Человек вдруг тоже увидел его. И там, за всё густеющими шторами памяти, они оба вернулись, глаза в глаза: лагерная лужайка, коренастый нахальный вожатый с будто просыпавшимися до самой середины лба кончиками бровей, оснащенная флажками притихшая младшая группа. Тот самый вожатый. Тот, что – Серый в притуалетной тени мучал сигарету – горячо, хватая за запястья, доказывал что-то Нат под покровительством неких сарайных построек. Он. Всегда он.
Части наконец собрались: и лагерь, и кем-то открытая пачка Camel, и нарочно демонстративно брошенный в спальне гандон. Это всегда был он. Незаписанный номер в телефоне. Ночной шепоток в ванной: “Тише. Тише. Да, сейчас могу говорить”. Это он ее убил. Он виноват. Он.
Бег, влажный хруст грязи, капли, капли, капли – кто-то просто нажал значок с зачеркнутым громкоговорителем. Серый не слышал ни что ему сказал, ни мямляющее нечто в ответ. Только приятный секундный ожог на костяшках и ослепительную на глине, белую, как просыпанный орбит, пару чужих зубов.
Тук. Качаемая еще не схватившейся ситцевой полудремой, одинокой – Витя ещё на прошлой неделе отбыл в Орел – Леночка тут же проснулась. Тук. И ещё раз. Тук. Тук. Тук. Яростнее, настойчивее. Тук. Тук. Тук. Тук. Будто их ни в чем неповинное жилище осадить решила пакостная сворка демонов.
Ну что такое, а? Вползти в тапочки. Пощелкать в спальне, в прихожей свет. 23:50. И кого, спрашивается, принесло?
С Викой, такой же заспанной, щурящейся, с угнездившимся на затылке смешным комком, они едва разошлись.

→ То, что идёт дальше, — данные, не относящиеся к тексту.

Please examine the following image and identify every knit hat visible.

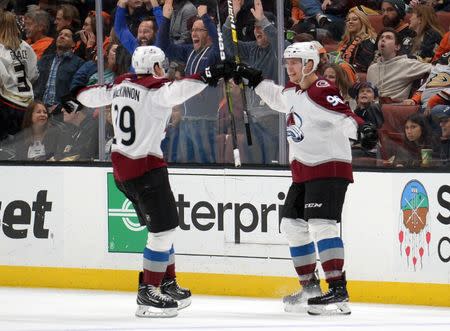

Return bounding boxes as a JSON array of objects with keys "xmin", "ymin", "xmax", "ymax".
[
  {"xmin": 348, "ymin": 82, "xmax": 378, "ymax": 99},
  {"xmin": 382, "ymin": 0, "xmax": 406, "ymax": 18}
]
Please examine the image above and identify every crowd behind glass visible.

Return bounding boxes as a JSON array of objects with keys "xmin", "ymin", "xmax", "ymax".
[{"xmin": 0, "ymin": 0, "xmax": 450, "ymax": 168}]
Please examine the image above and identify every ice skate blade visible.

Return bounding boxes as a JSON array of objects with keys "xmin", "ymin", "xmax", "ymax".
[
  {"xmin": 136, "ymin": 305, "xmax": 178, "ymax": 318},
  {"xmin": 308, "ymin": 302, "xmax": 352, "ymax": 315},
  {"xmin": 284, "ymin": 302, "xmax": 308, "ymax": 313},
  {"xmin": 176, "ymin": 297, "xmax": 191, "ymax": 310}
]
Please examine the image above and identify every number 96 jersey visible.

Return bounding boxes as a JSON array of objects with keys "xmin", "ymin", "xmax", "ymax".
[{"xmin": 77, "ymin": 75, "xmax": 207, "ymax": 181}]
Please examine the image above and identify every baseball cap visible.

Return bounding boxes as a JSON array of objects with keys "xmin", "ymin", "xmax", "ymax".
[
  {"xmin": 382, "ymin": 0, "xmax": 406, "ymax": 18},
  {"xmin": 255, "ymin": 11, "xmax": 277, "ymax": 27},
  {"xmin": 431, "ymin": 105, "xmax": 450, "ymax": 120}
]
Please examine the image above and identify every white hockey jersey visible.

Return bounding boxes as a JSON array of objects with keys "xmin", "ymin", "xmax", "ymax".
[
  {"xmin": 255, "ymin": 79, "xmax": 363, "ymax": 183},
  {"xmin": 0, "ymin": 41, "xmax": 39, "ymax": 109},
  {"xmin": 77, "ymin": 75, "xmax": 208, "ymax": 181}
]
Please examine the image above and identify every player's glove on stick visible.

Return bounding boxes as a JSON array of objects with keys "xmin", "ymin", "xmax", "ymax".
[
  {"xmin": 358, "ymin": 122, "xmax": 378, "ymax": 149},
  {"xmin": 235, "ymin": 63, "xmax": 263, "ymax": 88},
  {"xmin": 200, "ymin": 61, "xmax": 236, "ymax": 87},
  {"xmin": 61, "ymin": 94, "xmax": 83, "ymax": 113}
]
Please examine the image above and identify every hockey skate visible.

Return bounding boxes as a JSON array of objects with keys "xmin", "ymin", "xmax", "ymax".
[
  {"xmin": 136, "ymin": 284, "xmax": 178, "ymax": 317},
  {"xmin": 308, "ymin": 278, "xmax": 351, "ymax": 315},
  {"xmin": 161, "ymin": 278, "xmax": 191, "ymax": 309},
  {"xmin": 283, "ymin": 279, "xmax": 322, "ymax": 313}
]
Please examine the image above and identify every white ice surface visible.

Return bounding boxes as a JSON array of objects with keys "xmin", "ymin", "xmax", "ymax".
[{"xmin": 0, "ymin": 287, "xmax": 450, "ymax": 331}]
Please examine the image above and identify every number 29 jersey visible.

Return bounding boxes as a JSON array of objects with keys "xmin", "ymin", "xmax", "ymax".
[{"xmin": 77, "ymin": 75, "xmax": 208, "ymax": 181}]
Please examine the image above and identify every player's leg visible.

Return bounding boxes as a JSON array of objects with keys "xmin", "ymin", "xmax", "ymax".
[
  {"xmin": 281, "ymin": 183, "xmax": 322, "ymax": 312},
  {"xmin": 123, "ymin": 168, "xmax": 178, "ymax": 317},
  {"xmin": 305, "ymin": 179, "xmax": 351, "ymax": 315},
  {"xmin": 136, "ymin": 229, "xmax": 178, "ymax": 317},
  {"xmin": 161, "ymin": 245, "xmax": 191, "ymax": 309},
  {"xmin": 141, "ymin": 168, "xmax": 191, "ymax": 309}
]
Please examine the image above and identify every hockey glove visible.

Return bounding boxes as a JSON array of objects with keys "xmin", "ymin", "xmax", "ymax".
[
  {"xmin": 200, "ymin": 61, "xmax": 236, "ymax": 87},
  {"xmin": 358, "ymin": 122, "xmax": 378, "ymax": 150},
  {"xmin": 236, "ymin": 63, "xmax": 263, "ymax": 88}
]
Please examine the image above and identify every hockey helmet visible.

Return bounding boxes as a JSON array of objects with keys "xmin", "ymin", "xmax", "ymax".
[
  {"xmin": 131, "ymin": 46, "xmax": 167, "ymax": 74},
  {"xmin": 283, "ymin": 41, "xmax": 320, "ymax": 72}
]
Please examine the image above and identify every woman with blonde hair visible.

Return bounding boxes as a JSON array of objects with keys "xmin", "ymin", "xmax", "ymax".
[
  {"xmin": 337, "ymin": 7, "xmax": 377, "ymax": 72},
  {"xmin": 409, "ymin": 5, "xmax": 445, "ymax": 62},
  {"xmin": 0, "ymin": 11, "xmax": 39, "ymax": 141}
]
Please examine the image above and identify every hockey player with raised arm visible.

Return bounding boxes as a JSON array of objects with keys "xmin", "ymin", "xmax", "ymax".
[
  {"xmin": 77, "ymin": 46, "xmax": 234, "ymax": 317},
  {"xmin": 236, "ymin": 42, "xmax": 377, "ymax": 315}
]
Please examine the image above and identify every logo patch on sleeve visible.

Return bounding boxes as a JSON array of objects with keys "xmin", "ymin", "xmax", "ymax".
[{"xmin": 316, "ymin": 79, "xmax": 330, "ymax": 87}]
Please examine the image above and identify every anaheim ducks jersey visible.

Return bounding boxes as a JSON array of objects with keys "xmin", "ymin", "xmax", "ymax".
[
  {"xmin": 255, "ymin": 79, "xmax": 363, "ymax": 183},
  {"xmin": 0, "ymin": 41, "xmax": 39, "ymax": 108},
  {"xmin": 77, "ymin": 75, "xmax": 208, "ymax": 181},
  {"xmin": 419, "ymin": 64, "xmax": 450, "ymax": 105}
]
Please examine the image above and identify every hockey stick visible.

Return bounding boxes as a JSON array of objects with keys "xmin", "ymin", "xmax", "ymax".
[
  {"xmin": 216, "ymin": 0, "xmax": 241, "ymax": 167},
  {"xmin": 227, "ymin": 0, "xmax": 252, "ymax": 146}
]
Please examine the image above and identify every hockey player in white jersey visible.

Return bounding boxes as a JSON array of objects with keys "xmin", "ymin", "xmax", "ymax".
[
  {"xmin": 236, "ymin": 42, "xmax": 377, "ymax": 315},
  {"xmin": 77, "ymin": 46, "xmax": 234, "ymax": 317},
  {"xmin": 0, "ymin": 11, "xmax": 39, "ymax": 141}
]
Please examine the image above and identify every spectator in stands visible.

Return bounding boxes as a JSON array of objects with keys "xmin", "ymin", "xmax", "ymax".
[
  {"xmin": 222, "ymin": 0, "xmax": 289, "ymax": 81},
  {"xmin": 156, "ymin": 0, "xmax": 220, "ymax": 163},
  {"xmin": 25, "ymin": 9, "xmax": 53, "ymax": 60},
  {"xmin": 349, "ymin": 82, "xmax": 384, "ymax": 158},
  {"xmin": 432, "ymin": 27, "xmax": 450, "ymax": 63},
  {"xmin": 403, "ymin": 52, "xmax": 450, "ymax": 116},
  {"xmin": 13, "ymin": 101, "xmax": 60, "ymax": 160},
  {"xmin": 299, "ymin": 0, "xmax": 351, "ymax": 40},
  {"xmin": 219, "ymin": 0, "xmax": 255, "ymax": 41},
  {"xmin": 223, "ymin": 0, "xmax": 289, "ymax": 164},
  {"xmin": 44, "ymin": 5, "xmax": 81, "ymax": 55},
  {"xmin": 393, "ymin": 114, "xmax": 433, "ymax": 167},
  {"xmin": 114, "ymin": 0, "xmax": 162, "ymax": 55},
  {"xmin": 381, "ymin": 0, "xmax": 416, "ymax": 54},
  {"xmin": 322, "ymin": 63, "xmax": 356, "ymax": 109},
  {"xmin": 87, "ymin": 43, "xmax": 118, "ymax": 86},
  {"xmin": 119, "ymin": 0, "xmax": 153, "ymax": 36},
  {"xmin": 34, "ymin": 29, "xmax": 84, "ymax": 113},
  {"xmin": 55, "ymin": 5, "xmax": 81, "ymax": 34},
  {"xmin": 367, "ymin": 28, "xmax": 432, "ymax": 102},
  {"xmin": 337, "ymin": 7, "xmax": 377, "ymax": 72},
  {"xmin": 0, "ymin": 11, "xmax": 39, "ymax": 141},
  {"xmin": 169, "ymin": 0, "xmax": 197, "ymax": 44},
  {"xmin": 431, "ymin": 105, "xmax": 450, "ymax": 167},
  {"xmin": 312, "ymin": 38, "xmax": 359, "ymax": 86},
  {"xmin": 409, "ymin": 5, "xmax": 445, "ymax": 62},
  {"xmin": 55, "ymin": 106, "xmax": 98, "ymax": 161},
  {"xmin": 409, "ymin": 0, "xmax": 450, "ymax": 12},
  {"xmin": 115, "ymin": 44, "xmax": 131, "ymax": 76},
  {"xmin": 75, "ymin": 11, "xmax": 111, "ymax": 61},
  {"xmin": 349, "ymin": 82, "xmax": 384, "ymax": 129}
]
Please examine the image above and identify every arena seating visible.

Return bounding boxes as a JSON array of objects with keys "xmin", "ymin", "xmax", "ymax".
[{"xmin": 378, "ymin": 104, "xmax": 419, "ymax": 160}]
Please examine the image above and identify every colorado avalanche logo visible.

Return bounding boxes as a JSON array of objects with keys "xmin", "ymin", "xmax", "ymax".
[{"xmin": 286, "ymin": 112, "xmax": 305, "ymax": 143}]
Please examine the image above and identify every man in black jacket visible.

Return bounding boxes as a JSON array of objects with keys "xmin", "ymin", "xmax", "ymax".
[{"xmin": 33, "ymin": 29, "xmax": 84, "ymax": 112}]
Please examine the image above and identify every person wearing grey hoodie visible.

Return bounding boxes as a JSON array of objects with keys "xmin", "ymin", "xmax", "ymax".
[{"xmin": 367, "ymin": 28, "xmax": 432, "ymax": 102}]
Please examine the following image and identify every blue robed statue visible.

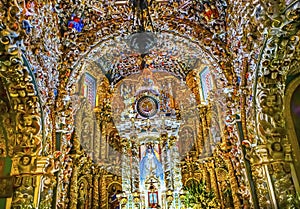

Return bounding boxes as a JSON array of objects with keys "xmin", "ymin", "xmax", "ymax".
[{"xmin": 140, "ymin": 145, "xmax": 164, "ymax": 184}]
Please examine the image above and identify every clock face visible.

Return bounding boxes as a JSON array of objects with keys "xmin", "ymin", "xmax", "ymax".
[{"xmin": 137, "ymin": 96, "xmax": 158, "ymax": 118}]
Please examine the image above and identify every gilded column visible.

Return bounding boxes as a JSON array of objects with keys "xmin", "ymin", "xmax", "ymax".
[{"xmin": 224, "ymin": 154, "xmax": 242, "ymax": 209}]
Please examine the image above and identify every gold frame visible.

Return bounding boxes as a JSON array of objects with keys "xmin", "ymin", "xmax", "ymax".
[{"xmin": 284, "ymin": 77, "xmax": 300, "ymax": 192}]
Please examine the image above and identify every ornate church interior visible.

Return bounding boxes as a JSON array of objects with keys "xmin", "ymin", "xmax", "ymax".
[{"xmin": 0, "ymin": 0, "xmax": 300, "ymax": 209}]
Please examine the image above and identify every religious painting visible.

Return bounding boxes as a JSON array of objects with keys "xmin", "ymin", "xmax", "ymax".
[{"xmin": 0, "ymin": 176, "xmax": 13, "ymax": 198}]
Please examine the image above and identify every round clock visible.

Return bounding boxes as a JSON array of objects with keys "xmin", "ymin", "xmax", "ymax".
[{"xmin": 136, "ymin": 96, "xmax": 159, "ymax": 118}]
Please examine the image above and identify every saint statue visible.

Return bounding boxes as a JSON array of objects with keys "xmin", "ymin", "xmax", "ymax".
[{"xmin": 140, "ymin": 145, "xmax": 164, "ymax": 184}]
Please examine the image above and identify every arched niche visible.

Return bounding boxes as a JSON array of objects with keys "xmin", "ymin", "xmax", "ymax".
[{"xmin": 285, "ymin": 76, "xmax": 300, "ymax": 191}]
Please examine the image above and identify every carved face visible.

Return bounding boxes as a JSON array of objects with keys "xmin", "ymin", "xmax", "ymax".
[{"xmin": 21, "ymin": 156, "xmax": 31, "ymax": 165}]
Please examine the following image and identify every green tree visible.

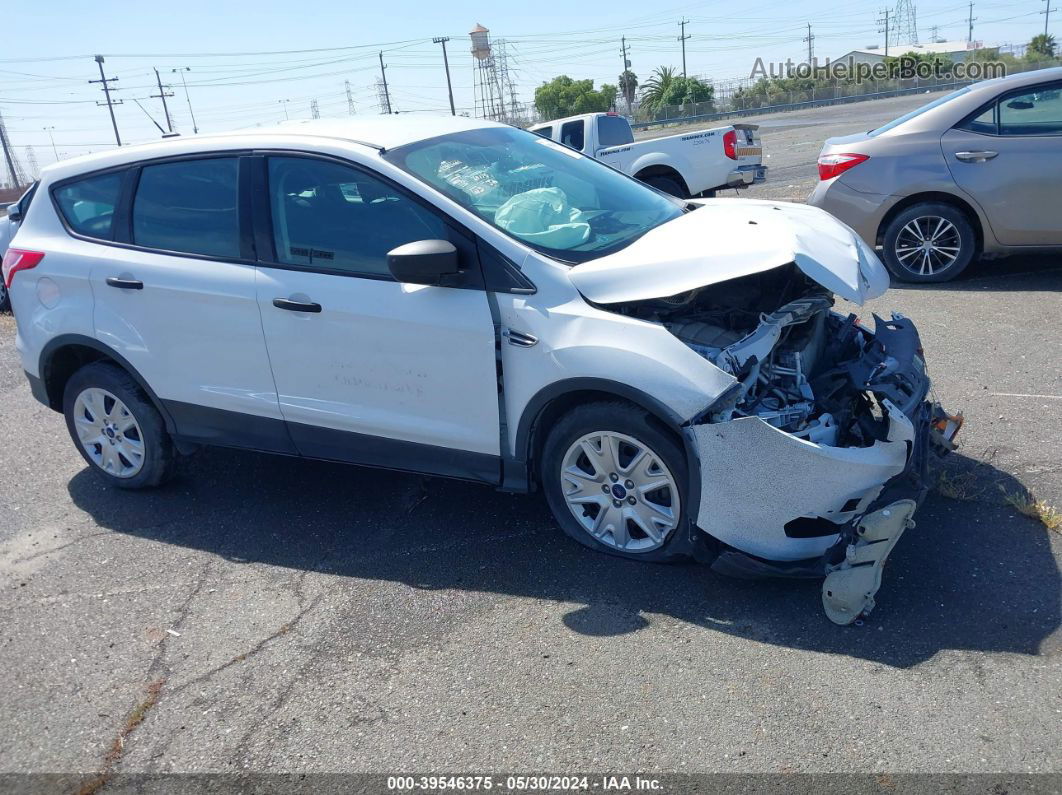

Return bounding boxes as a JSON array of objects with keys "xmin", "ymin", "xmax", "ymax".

– Стой здесь. Я сама, – предупредила Леночка.
В круглом глазке только…
– Сережа?! – изумилась Леночка.
Сам собой цокнул нижний замок. И Серый, шатнувшись, будто упав вперед, выдавил вместе с ударной помесью травы и спирта мяукающее “Зрасте”.
– Сережа, – ошеломленно повторила Леночка.
Не усмехнулся – хрюкнул.
– Ты?! Ты что пил?! – налетела Вика. – Ты время видел?! Хоть знаешь, который час?! Ты почему не позвонил?!
Она кричала, что-то еще говорила. Нервно подрагивала алевшая, как раненный лепесток, губа. Притопнула даже изумительная, светильником наглаженная ножка в сверкающих, как конфеточная обертка, шортиках. Серый же подпирал милосердно недвижимую стену, едва-едва туда-сюда полосуя ее насквозь мокрой курткой.
– Да ладно тебе, – пьяно посмеивался он. – Да ладно тебе, киса… Не злись.
В грозовых глазах – ничего кроме зрачков. “Прямо как у шрековского кота”, – бегло пропустила Леночка и в отличие от Вики даже так не поняла. Вика смотрела, тоже смотрела, искала хотя бы крохотный, как блестящее игольное ушко, серовский след – усмешку, тот щенячий видок, с коим он исподтишка ею любовался, что-нибудь, хотя бы что-то. Но в нем не было не то что ничего родного, даже попросту человеческого. Не он – существо, тело, как в ужастиках про экзорцизм, двигаемое как-то грязной антифизической силой. Он давно уже, с самой встречи в Викой так не пил.
– Уходи! – приказала Вика. – Езжай домой.
– Злая киса…, – он снова вульгарно, безумно засмеялся.